Donc il reste le couple fâché, un des blaireaux j'me-la-pète du début qui en fait se révèle une vraie chiffe molle au fur et à mesure des événements, qui se trimballe tout le flim avec une bombe à moustiques parce qu'il est allergique, et peut-être le chien, mais sans garantie. Ils se font récupérer par le shérif du coin qui veut les ramener en barque à bon port (c'est une expression hein, je préfère préciser, y a pas de ville en Foride qui s'appelle bon port, bande de dégénérés). Et là, qui les attaque ? Bravo, bande de moules, vous êtes plus intelligents que vous en avez l'air : le crocodile !!! Etonnant non ? D'autant plus étonnant que j'ignorais jusqu'à ce flim que le crocodile du Nil pouvait faire des triples axels piqués au-dessus d'un bateau. Donc, il bouffe le shérif, puis le neuneu de la bande. Et au moment où il va pour bouffer la fille, le mec s'interpose, lutte comme il peut, et là, coup de théâtre, le crocodile vomit sa précédente victime, le neuneu à la bombe anti-moustiques. Oui, z'avez bien lu malgré vos synapses obstrués par le pus, le crocodile vomit, dégueule, lâche un renard, un pizza, une quiche quoi ! Et ça parce que l'autre s'était tellement mis de bombe anti-moustiques qu'il était devenu incomestible. Petite observation d'ailleurs, le croco a le vomi sélectif, puisqu'il restitue intégralement Flytox-Man, mais aucun des douze amuse-gueules précédents. Même pas une chaussure. Rien d'autre.
Et là, la gourgandine coincée ouvre son sac, découvre l'oeuf, qui éclot dans ses mains, et le petit retrouve sa môman et tous deux s'en vont. Finalement c'était une brave bête. Le plus flippant dans ce flim : le crocodile ressemblait étrangement à la mascotte de la console Amstrad, pour celles et ceusses qui s'en souviennent.

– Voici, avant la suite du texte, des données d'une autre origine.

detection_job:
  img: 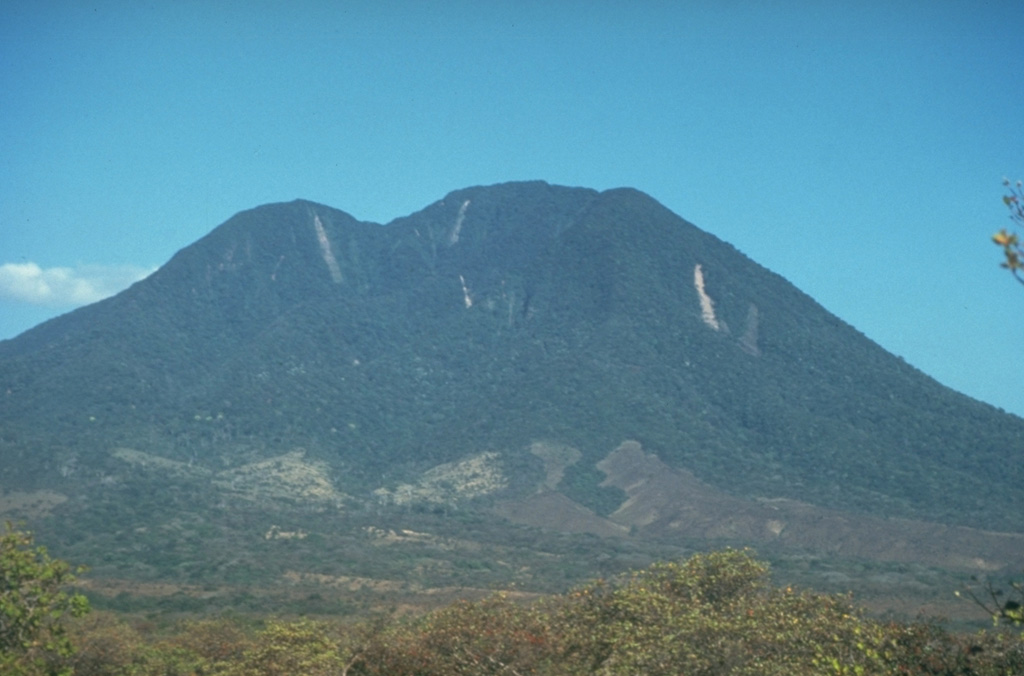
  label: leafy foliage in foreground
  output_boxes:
[0,522,89,676]
[61,550,1024,676]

La projection mentale dans la salle de réunion crasseuse du producteur véreux est moins intéressante que pour « la Créature » ou « l'antre de Frankenstein », parce que c'était Môssieur Tobe Hooper, une référence dans le cinéma bis, donc ça facilite les choses. Il aurait pu arriver et dire « écoute moi bien espèce d'enfoiré, ça serait un métrage complètement con avec un crocodile qui fait des triples lutz au-dessus des bateaux et qui aurait le palais tellement délicat au point de ne pas supporter le Flytox », que n'importe quel producteur de série Z aurait répondu : « génial, j'achète ! »

Bonne nuit les zenfants.

Le nanaconda

PS : il reste quand même une zone d'ombre... Qui a mis la crocodile du Nil en cloque ????? Les alligators ? Ou alors elle était hermaphrodite.... Brrr, c'e'st le genre de détail qui pourrait m'empêcher de dormir.